Que représentent vos investissements d'acquisition de trafic sur mobile ?

Depuis décembre 2008, nous n'avons réalisé quasiment aucun investissement en achat de trafic sur mobile, à l'exception de quelques tests. Notre acquisition est à la fois naturelle et basée sur l'autopromotion.

"20% de nos revenus sur mobile sont issus de services payants"

Comment commercialisez-vous l'inventaire mobile du groupe ?

Toutes nos applications sont commercialisées en interne, mais nous continuons à externaliser la monétisation de nos sites Wap. Notre objectif est de développer les offres multicanal sur nos marques, ce que nous faisons déjà par exemple avec Public. Une campagne sur quatre que nous diffusons est déjà au moins bi-média. Le mobile multiplie les occasions de visites et les tablettes multiplient les durées des visites. Publicitairement nous pensons que ces deux écrans peuvent avoir un certain impact publicitaire.

Que représentent les revenus tirés du mobile pour Lagardère Active ?

Ils sont encore marginaux comparés à l'ensemble des revenus du groupe, un peu moins par rapport à l'ensemble de nos revenus tirés du numérique. Cela étant dit, ils progressent rapidement étant donné que cette activité est encore récente. Nous avons fait plus de 100 % de croissance de notre activité mobile entre 2009 et 2010 et nous pensons que cette activité sera rentable au cours du quatrième trimestre de cette année. Nous avons encore une marge de progression non négligeable cette année.

La publicité n'est pas votre unique source de revenus sur le mobile...

Nous avons développé des services payants sous forme d'achats intégrés pour plusieurs de nos applications afin de disposer d'un modèle mixte, plus solide que la seule publicité. Nous avons notamment lancé un service de coaching pour Psychologies ou un service de tarot pour Elle Astro et Be.

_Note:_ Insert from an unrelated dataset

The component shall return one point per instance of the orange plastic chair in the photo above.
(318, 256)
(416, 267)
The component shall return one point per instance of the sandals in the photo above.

C'est assez délicat à mettre en place car il faut que le service proposé soit en réelle adéquation avec la marque qui le propose. Nous sommes actuellement dans une logique de test et ces services payants représentent aujourd'hui environ 20 % de nos revenus sur le mobile. Nous pouvons faire plus.

Où se situe l'équilibre idéal dans ce modèle mixte ?

Dans la presse, la publicité représente environ 50 % des revenus. Sur Internet, elle représente quasiment 100 %. Sur le mobile, notre objectif est de trouver un meilleur équilibre. Je pense par ailleurs qu'il est plus facile de tirer des revenus de services payants sur tablettes que sur mobile. La possibilité de proposer des abonnements récurrents, que ce soit à des services ou à des titres pourra peut-être aussi redonner un peu d'espoir concernant l'avenir d'un modèle payant.

Emmanuel Vacher est directeur général adjoint du Numérique de Lagardère Active. Il pilote, pour l'ensemble des marques du groupe, le développement des revenus issus des nouvelles plateformes (Mobiles, tablettes...) ainsi que business B2B principalement concentré sur Newsweb dont il est le président du directoire depuis décembre 2008. Agé de 43 ans, diplômé de l'ESC Tours, Emmanuel Vacher a débuté sa carrière en 1992 dans le Groupe Alcatel ou il a été successivement ingénieur commercial puis chef de marché. Il entre chez France Telecom en 1995 ou il œuvre au développement international de l'activité mobile. Nommé directeur du business développement d'Orange France en 2000, il en devient le directeur du marketing multimédia en 2005 avant de rejoindre en 2007 la direction numérique de Lagardère Active comme directeur marketing et commercialisation.